La cosa che salta agli occhi è che dal complesso di queste informazioni, emerge un racconto che non tiene conto della realtà per quella che è e per come si è sviluppata negli ultimi quindici anni, lasciando spazio – è il caso di dirlo – ad una visione della città che ha il suo baricentro intorno all’ansa del Tevere e a Campo Marzio. Secondo questo racconto, Roma è quella che vive al suo interno, e lo spazio esterno è percepito, e dunque anche raccontato, come fosse davvero ancora la lontana provincia che si trova oltre i verdi pascoli dell’Agro Romano.

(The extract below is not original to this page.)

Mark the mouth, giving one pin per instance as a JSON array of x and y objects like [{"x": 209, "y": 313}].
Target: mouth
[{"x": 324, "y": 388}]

Da tempo però, nella realtà ciò che chiamiamo Roma ha travalicato di gran lunga i confini amministrativi e già nella sostanza è Area Metropolitana, prima ancora che nella forma, figuriamoci poi nella burocrazia o nella organizzazione delle testate.
Non dare contezza di questa Roma, vuol dire lasciare fuori dal racconto anche giornalistico un milione e mezzo di persone. Sono romani a tutti gli effetti, perché vivono o lavorano dentro quel grande spazio economico integrato da un sistema capillare di reti e ne sono parte integrante. Non tenerne conto è sbagliato, prima ancora mi sembra una scelta saggia, sotto il profilo editoriale.
Ed è un grave errore perché non si tiene conto di una realtà che gioca un ruolo rilevante in termini economici e sociali e dunque politici. Acqua, trasporti, casa, consumo di suolo, salute, scuola, sono solo alcuni dei temi principali di una narrazione che sfugge a una macchina dell’informazione che si ferma, quando va bene, al Grande Raccordo Anulare. Tutto il resto è lasciato fuori porta, nelle pagine delle cronache metropolitane. Sono pero’ le cronache di pezzi importanti di una città di quattro milioni di abitanti che si estende per oltre 5mila chilometri quadrati di superficie e che, anche se si chiamano in maniera diversa, Tivoli, Colleferro, Anzio, Frascati, Albano, Pomezia, Nettuno, Civitavecchia, Bracciano o Monterotondo, fanno parte tutti della stessa realtà.